Sunday, June 23, 2013

Double Deal (1950)

Richard Denning is a petroleum engineer who comes to bring in a gusher for Carleton Young. He meets Marie Windsor at a high stakes craps game going on in a bar. He finds out that James Griffith was using loaded dice to beat Young and goes to bat for him. Young asks him to work to bring in his well, but warns him that he will have to fight his sister (Fay Baker), who runs the town. Baker tells Griffith that she does not want the well to come in. She holds a grudge against her brother because he hit one of her boyfriends in a fight, and he never regained consciousness. She decides to take the feminine approach with Denning and invites him to dinner, but he will not play along. So, Baker sicks her thugs on him, who tell him to get out of town after they work him over.

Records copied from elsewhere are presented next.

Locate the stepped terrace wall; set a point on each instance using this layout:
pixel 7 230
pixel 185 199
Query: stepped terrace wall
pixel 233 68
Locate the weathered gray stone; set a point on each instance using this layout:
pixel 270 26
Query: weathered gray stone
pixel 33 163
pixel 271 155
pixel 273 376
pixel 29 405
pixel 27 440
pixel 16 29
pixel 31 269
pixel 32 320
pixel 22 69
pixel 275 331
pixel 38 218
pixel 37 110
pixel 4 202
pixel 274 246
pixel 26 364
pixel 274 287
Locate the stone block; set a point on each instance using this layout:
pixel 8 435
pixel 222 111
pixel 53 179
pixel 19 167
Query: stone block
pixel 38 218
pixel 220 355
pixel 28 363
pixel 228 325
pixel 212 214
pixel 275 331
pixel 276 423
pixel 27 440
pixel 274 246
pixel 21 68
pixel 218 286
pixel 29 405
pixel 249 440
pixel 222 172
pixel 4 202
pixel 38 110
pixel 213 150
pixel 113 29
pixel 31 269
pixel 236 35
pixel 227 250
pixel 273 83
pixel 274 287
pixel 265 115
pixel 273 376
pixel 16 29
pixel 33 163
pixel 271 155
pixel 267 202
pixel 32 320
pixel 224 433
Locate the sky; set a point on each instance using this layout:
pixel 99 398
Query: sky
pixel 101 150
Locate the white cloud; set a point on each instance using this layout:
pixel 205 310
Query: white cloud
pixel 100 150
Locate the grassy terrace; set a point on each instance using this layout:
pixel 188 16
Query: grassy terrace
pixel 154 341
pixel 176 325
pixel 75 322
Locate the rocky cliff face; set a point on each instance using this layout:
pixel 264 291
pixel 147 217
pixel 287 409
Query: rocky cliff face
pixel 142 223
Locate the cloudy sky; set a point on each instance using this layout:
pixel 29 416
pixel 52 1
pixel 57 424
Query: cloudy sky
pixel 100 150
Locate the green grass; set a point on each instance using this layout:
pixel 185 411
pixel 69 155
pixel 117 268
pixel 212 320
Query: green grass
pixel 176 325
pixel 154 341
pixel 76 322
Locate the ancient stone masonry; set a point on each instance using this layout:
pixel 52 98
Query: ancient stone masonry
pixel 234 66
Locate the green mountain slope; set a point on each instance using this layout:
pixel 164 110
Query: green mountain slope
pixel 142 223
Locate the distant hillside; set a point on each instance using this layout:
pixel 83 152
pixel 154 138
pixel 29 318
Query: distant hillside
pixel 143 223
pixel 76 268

Then Denning finds Young dead in his room, just before the police walk in. It is a frame, but the coroner's evidence exonerates him. He packs to leave, but Windsor talks him out of it, telling him that Young left his entire estate to her, so she owns the well and the ranch. They get the local drunk, a lawyer called "Corpus" (Taylor Holmes), to draw up a partnership agreement. Holmes tells them that Baker has to get her oil across their land. They are under a time deadline on the well, and no oil is appearing in the samples. In the meantime the money has run out and they are going into debt - but Denning does not want to quit.

Baker sends her thugs to sabotage the well. They do not stop it, but the repairs do cost money they cannot afford. Griffith and Baker quarrel after she demeans him for not doing the job successfully. Holmes suggests Denning and Windsor try to work a deal with Baker - money in exchange for pipeline easement. After Windsor has left her unsuccessful interview with Baker, someone shoots Baker. Griffith comes in just after it has happened and assumes Windsor did it. She is released, but is in fear for her life that the real killer will come after her. The killer turns out to be Holmes, who forces her at gun point to the ranch. Holmes owned all the land in years past, but it was given to others when his leases ran out. Griffith comes in with a gun, but a pet monkey diverts his attention and Holmes shoots him. Then Denning arrives to try to get Holmes dried out in order to get his legal help. Holmes hides the body and puts a rug over the blood on the floor. He tells Denning that Windsor is in town. About that time the police are figuring out that Holmes is the culprit, and the monkey climbs out the window into Denning's car with blood on him. He gets suspicious and climbs back in a window to find Griffith's body. There is a tense face-off in a dark cellar, and the police arrive just in time.

The well finally comes in - a gusher - with some pretty impressive photography at the end.